# IQ Options Trading



## LuckyPete (Aug 4, 2013)

Hey,

I have been trading options on the IQ Options for some time now but unsuccessful.
Nevertheless, I see on the leader board a lot of traders from the UAE who are very successful...

Anyone who is a trader or knows one who is and wants to share their strategy?

- pete


----------



## MichealP (Oct 25, 2018)

Whatever strategy you pretend to use, the house comes out as a winner. 
Trading is about knowledge and a bit of vision + plenty of good luck.


----------



## JG (Mar 22, 2017)

LuckyPete said:


> Hey,
> 
> I have been trading options on the IQ Options for some time now but unsuccessful.
> Nevertheless, I see on the leader board a lot of traders from the UAE who are very successful...
> ...


I have done trading in iqoptions earlier but from my understanding it is ultimately a lose for traders like us.
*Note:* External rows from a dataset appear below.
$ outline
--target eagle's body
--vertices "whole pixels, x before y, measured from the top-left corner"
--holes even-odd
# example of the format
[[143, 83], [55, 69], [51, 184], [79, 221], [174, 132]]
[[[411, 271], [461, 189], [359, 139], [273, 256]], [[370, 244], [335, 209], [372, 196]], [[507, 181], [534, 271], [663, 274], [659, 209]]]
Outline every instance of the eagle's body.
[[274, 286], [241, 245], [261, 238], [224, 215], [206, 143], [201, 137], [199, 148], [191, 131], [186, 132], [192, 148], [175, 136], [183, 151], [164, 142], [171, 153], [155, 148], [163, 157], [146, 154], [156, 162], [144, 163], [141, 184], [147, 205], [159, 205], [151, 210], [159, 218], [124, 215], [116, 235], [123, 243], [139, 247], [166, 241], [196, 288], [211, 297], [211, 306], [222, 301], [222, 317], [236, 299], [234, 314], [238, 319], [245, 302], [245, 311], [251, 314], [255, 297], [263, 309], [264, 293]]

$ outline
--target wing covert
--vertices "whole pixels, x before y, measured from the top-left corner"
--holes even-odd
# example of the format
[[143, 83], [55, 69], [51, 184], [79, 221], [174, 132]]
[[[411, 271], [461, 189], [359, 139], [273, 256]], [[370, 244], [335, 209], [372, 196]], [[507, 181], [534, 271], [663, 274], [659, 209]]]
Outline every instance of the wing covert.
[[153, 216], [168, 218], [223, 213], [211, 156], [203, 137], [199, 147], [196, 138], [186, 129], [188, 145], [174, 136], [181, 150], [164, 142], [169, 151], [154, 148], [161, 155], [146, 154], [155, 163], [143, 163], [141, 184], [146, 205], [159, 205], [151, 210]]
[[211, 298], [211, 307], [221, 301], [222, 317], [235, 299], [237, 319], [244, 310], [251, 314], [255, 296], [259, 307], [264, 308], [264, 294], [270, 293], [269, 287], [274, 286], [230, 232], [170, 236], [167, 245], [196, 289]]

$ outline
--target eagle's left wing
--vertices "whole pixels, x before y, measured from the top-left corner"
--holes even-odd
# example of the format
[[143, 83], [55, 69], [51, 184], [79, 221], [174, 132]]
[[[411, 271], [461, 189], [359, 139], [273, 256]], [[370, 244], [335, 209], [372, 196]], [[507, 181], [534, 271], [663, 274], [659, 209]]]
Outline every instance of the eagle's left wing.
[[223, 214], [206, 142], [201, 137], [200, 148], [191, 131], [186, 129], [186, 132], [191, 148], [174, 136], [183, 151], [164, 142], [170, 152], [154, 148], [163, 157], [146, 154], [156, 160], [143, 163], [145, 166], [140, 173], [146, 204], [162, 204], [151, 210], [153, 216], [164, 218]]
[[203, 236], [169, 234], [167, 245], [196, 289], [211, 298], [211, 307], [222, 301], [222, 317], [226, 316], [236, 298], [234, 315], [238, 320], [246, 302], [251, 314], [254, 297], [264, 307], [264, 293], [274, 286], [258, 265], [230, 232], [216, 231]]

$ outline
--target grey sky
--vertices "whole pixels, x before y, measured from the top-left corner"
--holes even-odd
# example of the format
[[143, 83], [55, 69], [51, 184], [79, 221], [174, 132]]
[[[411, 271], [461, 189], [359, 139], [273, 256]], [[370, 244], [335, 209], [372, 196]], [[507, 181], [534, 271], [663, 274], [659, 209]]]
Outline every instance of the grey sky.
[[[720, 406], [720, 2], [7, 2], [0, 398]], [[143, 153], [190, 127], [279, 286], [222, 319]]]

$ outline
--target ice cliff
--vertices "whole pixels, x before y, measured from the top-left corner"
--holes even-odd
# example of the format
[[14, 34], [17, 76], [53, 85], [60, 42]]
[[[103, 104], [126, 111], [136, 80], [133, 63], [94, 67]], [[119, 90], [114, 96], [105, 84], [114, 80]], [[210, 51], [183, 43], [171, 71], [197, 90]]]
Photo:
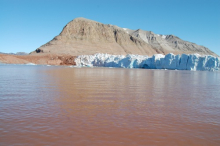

The profit most of the times goes to the iq.

Better to get devoid of them.:faint:


----------



## LuckyPete (Aug 4, 2013)

5% of the traders are successful with different degrees of success, it's a fact! That's what made the forex brokers rich and iqoption is no different... the house always wins, otherwise they go bankrupt, common sense!
About those 5% and seeing so many names on the leaderboard, from UAE, with huge amount of winnings made me post here. I am curious of how they do it!


----------



## JG (Mar 22, 2017)

LuckyPete said:


> 5% of the traders are successful with different degrees of success, it's a fact! That's what made the forex brokers rich and iqoption is no different... the house always wins, otherwise they go bankrupt, common sense!
> About those 5% and seeing so many names on the leaderboard, from UAE, with huge amount of winnings made me post here. I am curious of how they do it!


I dont know. In the end I have seen lot people trying this. Evertone lost their money.


----------